Five years after Epic Systems rolled out a sepsis-prediction algorithm that hundreds of hospitals adopted and then quietly muted, a new wave of challengers is trying to succeed where the electronic health record giant stumbled. The most notable is Bayesian Health, a startup with roots at Johns Hopkins, which this month announced FDA clearance for its sepsis-flagging device. The clearance marks one of the first times a challenger to Epic’s dominant EHR-embedded model has cleared a formal regulatory bar the incumbent’s tool never had to meet in the same way.
A Tool That Cried Wolf
Sepsis kills more than 350,000 people in the United States every year, making early detection one of the highest-stakes problems in hospital medicine. Epic’s original sepsis model, introduced roughly five years ago, promised to flag at-risk patients before their condition worsened. In practice, clinicians say the tool generated so many alerts that most were tuned out, and some hospitals disabled it outright. Independent researchers, including a team at the University of Michigan, later found that much of the model’s apparent predictive power came from indirectly detecting clinicians’ own suspicion of sepsis already reflected in the chart, rather than catching cases doctors had missed.

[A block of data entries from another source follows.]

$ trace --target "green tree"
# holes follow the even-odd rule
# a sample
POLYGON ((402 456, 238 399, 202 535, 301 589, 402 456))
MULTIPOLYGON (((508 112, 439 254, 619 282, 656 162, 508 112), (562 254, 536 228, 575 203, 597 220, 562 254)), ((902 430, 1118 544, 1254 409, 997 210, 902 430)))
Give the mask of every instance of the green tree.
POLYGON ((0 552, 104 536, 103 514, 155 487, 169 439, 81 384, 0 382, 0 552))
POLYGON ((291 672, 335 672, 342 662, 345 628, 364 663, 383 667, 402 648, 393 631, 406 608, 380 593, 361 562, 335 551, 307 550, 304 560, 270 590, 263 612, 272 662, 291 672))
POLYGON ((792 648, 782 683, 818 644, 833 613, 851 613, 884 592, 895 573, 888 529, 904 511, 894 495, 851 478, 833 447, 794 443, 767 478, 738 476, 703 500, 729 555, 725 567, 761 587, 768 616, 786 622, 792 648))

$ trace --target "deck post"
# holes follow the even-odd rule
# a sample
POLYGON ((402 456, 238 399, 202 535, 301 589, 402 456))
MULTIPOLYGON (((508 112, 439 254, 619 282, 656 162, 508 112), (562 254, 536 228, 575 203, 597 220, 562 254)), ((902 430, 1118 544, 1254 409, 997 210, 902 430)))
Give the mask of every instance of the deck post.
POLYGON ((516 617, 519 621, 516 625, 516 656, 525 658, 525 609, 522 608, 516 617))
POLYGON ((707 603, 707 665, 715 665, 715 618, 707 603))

Epic Retools, Rivals Circle
Epic has since released a retooled version of its algorithm, but the stumble opened the door for competitors who argue they can do better with newer techniques and independent validation. Bayesian Health’s device is built to flag deteriorating patients using vital-sign and lab trends, and its Johns Hopkins origins give it a research pedigree the company is leaning on as it courts hospital buyers. Separately, a University of California San Diego-affiliated team is testing whether large language models can mine free-text clinical notes for early sepsis signals that structured data alone might miss, a different technical bet than either Epic or Bayesian Health is making.
Ohio Hospitals as a Testing Ground
At least one Ohio health system is piloting an AI sepsis-prediction tool outside Epic’s native offering, part of a broader pattern of hospitals quietly testing multiple vendors against each other before committing. That kind of parallel evaluation was rare five years ago, when Epic’s EHR dominance made its bundled algorithm the default choice for many systems simply because it required no extra procurement effort. Hospital informatics leaders say the sepsis debacle changed that calculus, pushing more institutions to demand outside validation data before trusting any single vendor’s alert.

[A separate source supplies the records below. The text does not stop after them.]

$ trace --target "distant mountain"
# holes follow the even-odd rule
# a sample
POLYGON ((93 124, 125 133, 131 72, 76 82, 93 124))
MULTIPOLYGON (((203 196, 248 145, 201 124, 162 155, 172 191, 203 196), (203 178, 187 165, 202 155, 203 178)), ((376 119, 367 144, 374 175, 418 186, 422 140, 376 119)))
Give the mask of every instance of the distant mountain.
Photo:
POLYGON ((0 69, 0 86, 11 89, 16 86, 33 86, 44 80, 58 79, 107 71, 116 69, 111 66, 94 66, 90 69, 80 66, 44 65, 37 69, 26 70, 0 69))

Why Performance Alone May Not Decide the Winner
Health-tech analysts covering the space have framed the competition with a pointed observation: in the battle of sepsis algorithms, performance alone doesn’t predict victory. Epic’s grip on hospital IT infrastructure, and the fact that its sepsis tool ships inside the EHR system most physicians already use, gives it a structural advantage that a better-performing standalone product from a startup has to overcome. FDA clearance helps newcomers like Bayesian Health signal credibility to skeptical hospital committees, and emerging Medicare payment structures tied to AI-assisted care could further level the playing field by reimbursing outcomes rather than favoring whichever tool is easiest to install.
Proponents See Overdue Competition, Critics Urge Caution
Supporters of the new entrants argue that competition is exactly what hospital AI needs after years of Epic’s alert fatigue problem going largely unaddressed; independent FDA review and external validation, they say, are the accountability the first generation of sepsis tools lacked. Skeptics counter that sepsis prediction has repeatedly overpromised: the same University of Michigan research that undercut Epic’s model warns that any algorithm trained on data contaminated by clinicians’ existing suspicions risks looking accurate in retrospective studies while adding little real predictive value at the bedside. Some clinician groups also worry that a crowded field of competing sepsis tools could recreate the alert-fatigue problem at scale, just distributed across more vendors instead of concentrated in one.
For now, hospitals are left to run their own bake-offs, weighing Epic’s convenience against newer entrants’ regulatory clearances and independent data. How Medicare’s evolving payment rules for AI-assisted diagnostics shake out over the next year could determine whether Bayesian Health and the LLM-based challengers actually dent Epic’s hold, or whether hospitals simply wait for Epic’s next retooled version and stick with what’s already installed. Either way, sepsis detection has become an early test case for how much scrutiny hospital-embedded AI tools will face once they move from research pilots into the everyday clinical workflows that decide how quickly a patient gets treated.